Mica membrane snares more application prospects than graphene
Based on the confirmation that two-dimensional materials such as graphene can be used as proton conduction materials, Zhang Sheng and his co-authors have actively explored another two-dimensional material, mica, which is more promising than graphene in the field of fuel cells.
“The mica is an extremely abundant and inexpensive mineral in the earth’s crust, with a sponge-like layer of aluminum silicate, and potassium ions, like water, in its pores. As an ion exchange reaction, potassium ions can be easily exchanged with protons, Zhang said. Because the radius of potassium ions is about 100 pitry, and the proton radius is about 0.001 pitry, which is much smaller, protons can be well transmitted in the pores in which the potassium ions are located.
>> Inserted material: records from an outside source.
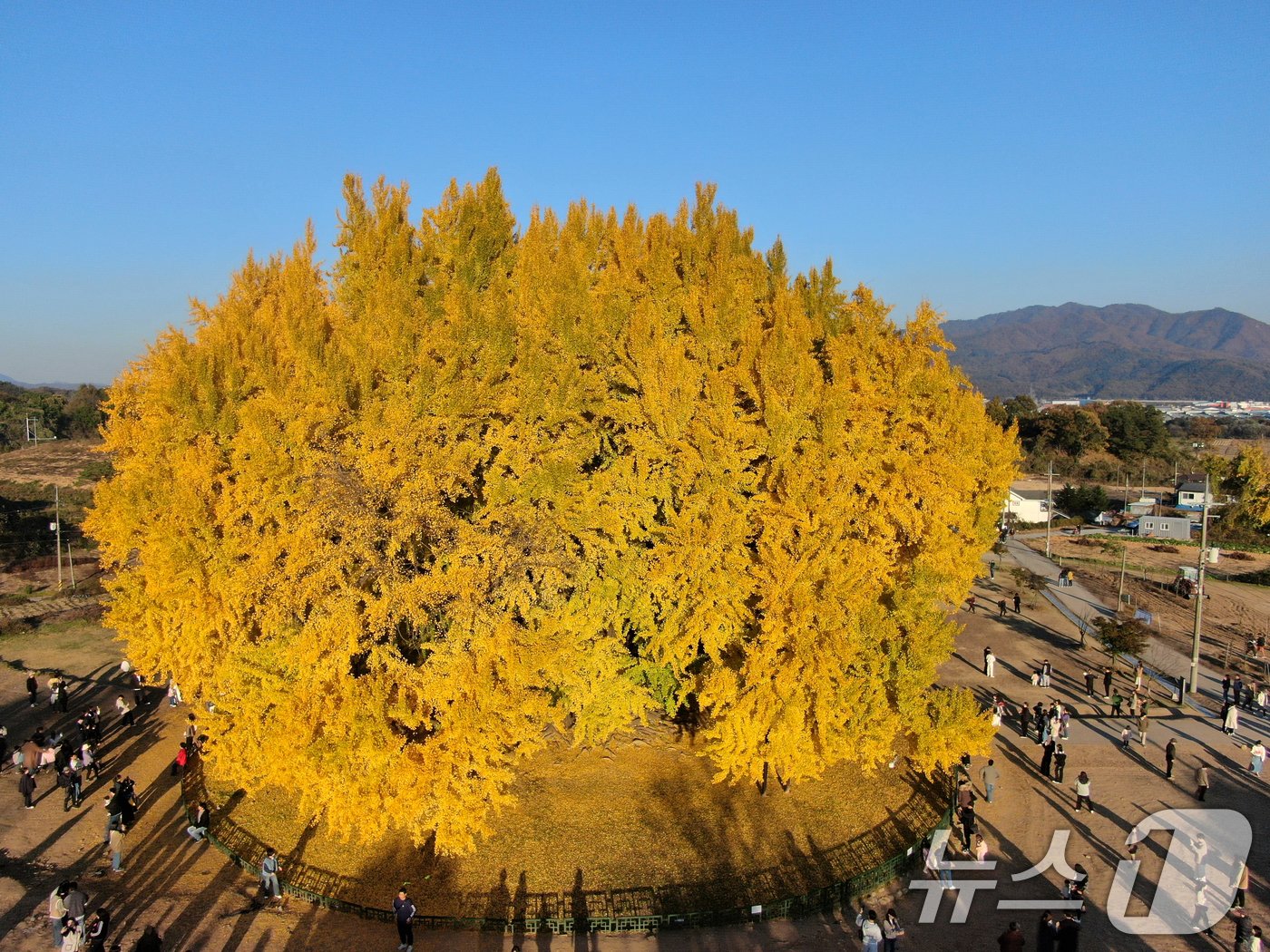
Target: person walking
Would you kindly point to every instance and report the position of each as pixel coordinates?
(990, 776)
(27, 787)
(1232, 720)
(869, 929)
(1082, 792)
(1011, 939)
(1047, 933)
(98, 928)
(117, 850)
(891, 932)
(1069, 933)
(1202, 781)
(1047, 758)
(199, 822)
(404, 910)
(1257, 758)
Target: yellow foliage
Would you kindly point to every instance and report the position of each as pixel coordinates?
(399, 518)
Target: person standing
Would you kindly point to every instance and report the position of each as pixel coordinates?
(199, 822)
(1257, 758)
(98, 928)
(27, 787)
(1232, 720)
(1241, 886)
(990, 776)
(891, 932)
(1082, 792)
(1047, 933)
(116, 850)
(269, 869)
(967, 815)
(1047, 758)
(404, 911)
(1011, 939)
(869, 929)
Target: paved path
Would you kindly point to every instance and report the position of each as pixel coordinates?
(1082, 607)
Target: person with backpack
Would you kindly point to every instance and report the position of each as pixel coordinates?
(891, 932)
(870, 932)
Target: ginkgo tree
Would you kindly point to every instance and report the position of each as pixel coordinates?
(399, 517)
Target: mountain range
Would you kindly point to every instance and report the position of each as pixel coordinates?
(1129, 352)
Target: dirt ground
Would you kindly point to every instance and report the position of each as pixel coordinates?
(57, 462)
(640, 812)
(1234, 612)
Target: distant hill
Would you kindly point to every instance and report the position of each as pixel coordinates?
(56, 384)
(1119, 351)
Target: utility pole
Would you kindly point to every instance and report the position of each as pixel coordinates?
(57, 529)
(1124, 556)
(1050, 505)
(1199, 589)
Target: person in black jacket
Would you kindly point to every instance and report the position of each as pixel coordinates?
(404, 911)
(1047, 933)
(27, 787)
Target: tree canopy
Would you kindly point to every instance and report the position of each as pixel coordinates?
(399, 518)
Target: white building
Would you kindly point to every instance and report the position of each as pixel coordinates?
(1025, 505)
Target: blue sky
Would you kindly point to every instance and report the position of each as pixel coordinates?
(984, 156)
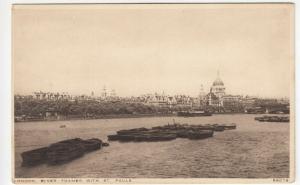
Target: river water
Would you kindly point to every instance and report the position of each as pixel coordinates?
(253, 150)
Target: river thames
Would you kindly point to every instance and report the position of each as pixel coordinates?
(253, 150)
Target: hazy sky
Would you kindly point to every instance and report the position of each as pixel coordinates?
(138, 49)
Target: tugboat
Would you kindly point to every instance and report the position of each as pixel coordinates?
(193, 113)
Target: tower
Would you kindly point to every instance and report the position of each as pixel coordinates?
(218, 89)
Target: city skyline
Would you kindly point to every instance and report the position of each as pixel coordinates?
(174, 51)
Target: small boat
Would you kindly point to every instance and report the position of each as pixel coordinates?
(65, 151)
(34, 157)
(273, 119)
(229, 126)
(92, 144)
(200, 134)
(60, 152)
(193, 113)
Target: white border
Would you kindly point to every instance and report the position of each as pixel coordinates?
(5, 70)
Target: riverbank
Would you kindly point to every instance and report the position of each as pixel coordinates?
(113, 116)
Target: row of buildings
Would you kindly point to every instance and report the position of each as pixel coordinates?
(216, 98)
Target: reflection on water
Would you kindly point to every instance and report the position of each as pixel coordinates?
(253, 150)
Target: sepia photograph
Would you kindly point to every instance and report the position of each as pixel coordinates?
(153, 93)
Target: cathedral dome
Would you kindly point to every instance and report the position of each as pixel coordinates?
(218, 82)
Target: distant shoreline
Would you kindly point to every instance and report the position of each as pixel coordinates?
(100, 117)
(115, 116)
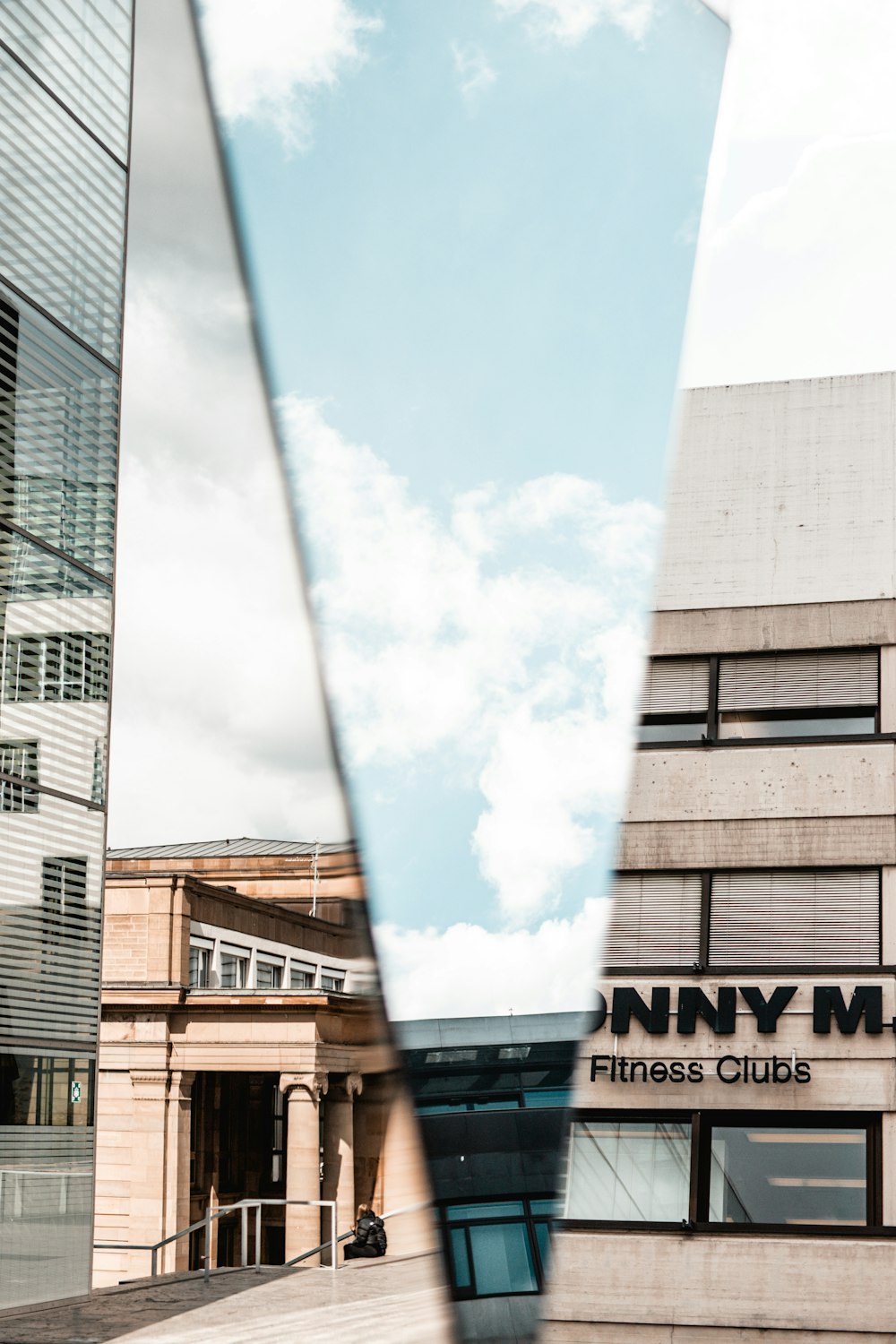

It is found that the proton conductivity of the mica membrane after ion exchange processing has been greatly improved, and the application temperature can be extended from 100 degrees C to 500 degrees C, which is very promising. “We found that the coinecell proton conductivity increased by 100 times after the ion exchange reaction, ” Zhang said. At the same time, the thermal stability of the mica membrane is higher, and the reserves are abundant and the price is low. “The study also found that at temperatures of 150 degrees C, the masteria proton conductivity was more than twice the current commercial requirement, and that when used in fuel cells, the vehicle’s mileage would be significantly increased.
At present, Zhang Sheng is leading the research team to prepare large-scale mica film, using its high-efficiency proton conductivity and excellent heat resistance to improve the existing fuel cell technology to promote the development of fuel cell vehicles. In addition to fuel cells, Zhang also plans to use the proton conduction membrane materials for solar photolysis, marine blue energy extraction, and many clean energy technologies for the electrochemical conversion of carbon dioxide into chemical raw materials such as meth acid, ethanol and ethylene.